A palavra sempre encantou a criança. O que motiva um bebê a falar não é o simples fato de submetê-lo à exposição sonora de nosso idioma, mas, sobretudo, a necessidade do outro traduzida em sons. O desejo de comunicar-se é determinante no processo de aquisição da linguagem.

Patricia Kuhl, professora da Universidade de Washington, afirma que o som das palavras constrói circuitos neurais que estimulam a absorção de novas palavras. Quanto maior a variedade sonora apresentada à criança, maior será a ampliação de suas vias neurais.

Contar histórias para as crianças é um inigualável veículo para a exposição sonora de um idioma. O ato de contar histórias exige do contador uma sonoridade diferenciada na fala, que transcende a função do linguajar cotidiano. As intenções afetivas e os indicadores emocionais se apoderam da palavra, concedendo-lhe matizes e nuances que a história suscita para pontuar momentos de medo, tristeza, susto, alegria etc.
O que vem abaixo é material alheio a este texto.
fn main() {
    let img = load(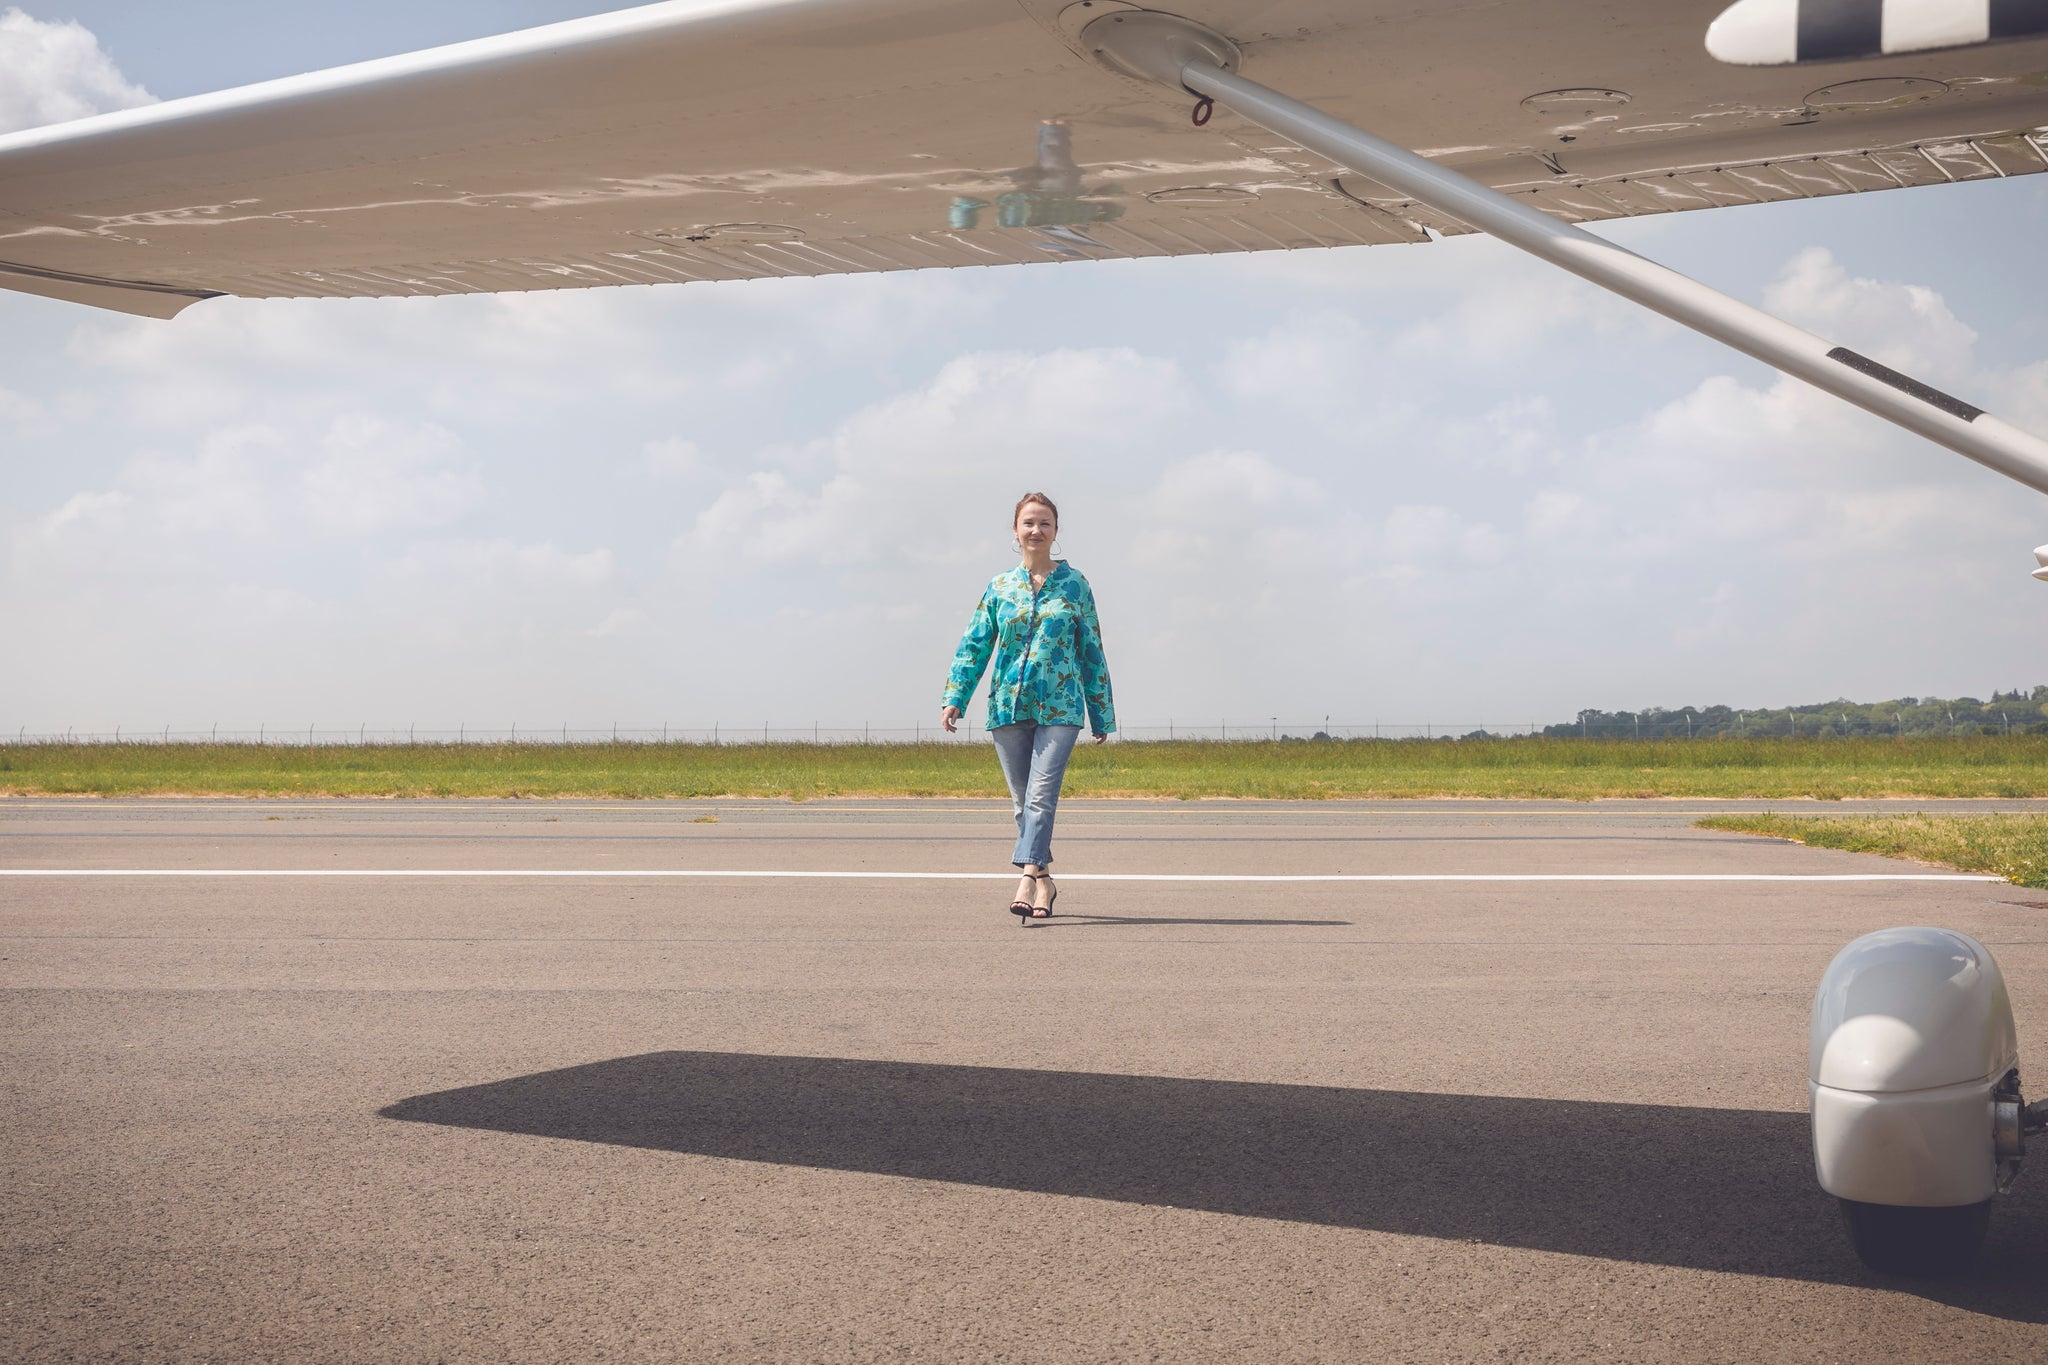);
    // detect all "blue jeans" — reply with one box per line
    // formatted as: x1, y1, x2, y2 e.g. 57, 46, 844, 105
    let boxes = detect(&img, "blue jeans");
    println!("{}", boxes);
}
990, 722, 1081, 868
Ocorrem mudanças no ritmo da fala, ao contar que o personagem correu assustado; o tom de voz se altera, ficando mais forte, quando falamos de um súbito trovão; personagens delicados como um pintinho ou uma flor indefesa ganham um tom de voz mais aguda, adocicado, indicando fragilidade ou singeleza. Temos, portanto, uma verdadeira melodia embrionária no discurso do contador, enriquecendo, sobremaneira, a exposição sonora das palavras.

Se o discurso verbal é fortalecido pelas nuances da voz falada, o que dizer do discurso musical, que disponibiliza todos os recursos vocais inerentes a cada propriedade do som (altura, duração, timbre, intensidade)?

O canto é a exploração da voz em sua plenitude, fazendo uso de todo o potencial que caracteriza a linguagem musical. Como consequência, temos, naturalmente, uma expansão significativa das vias neurais.

Se, por um lado, o canto enriquece o conto, a recíproca é verdadeira, uma vez que o canto, quando inserido no contexto de uma história, é fortalecido pelo fato de vincular-se à situações carregadas de emoção.

Ao imaginarmos uma canção que ilustra a expectativa do encontro com o lobo ou com a bruxa, certamente, teremos uma música de caráter assustador, aterrorizante, opondo-se, naturalmente, a uma melodia que pontua a cena de uma princesa que brinca com borboletas no jardim.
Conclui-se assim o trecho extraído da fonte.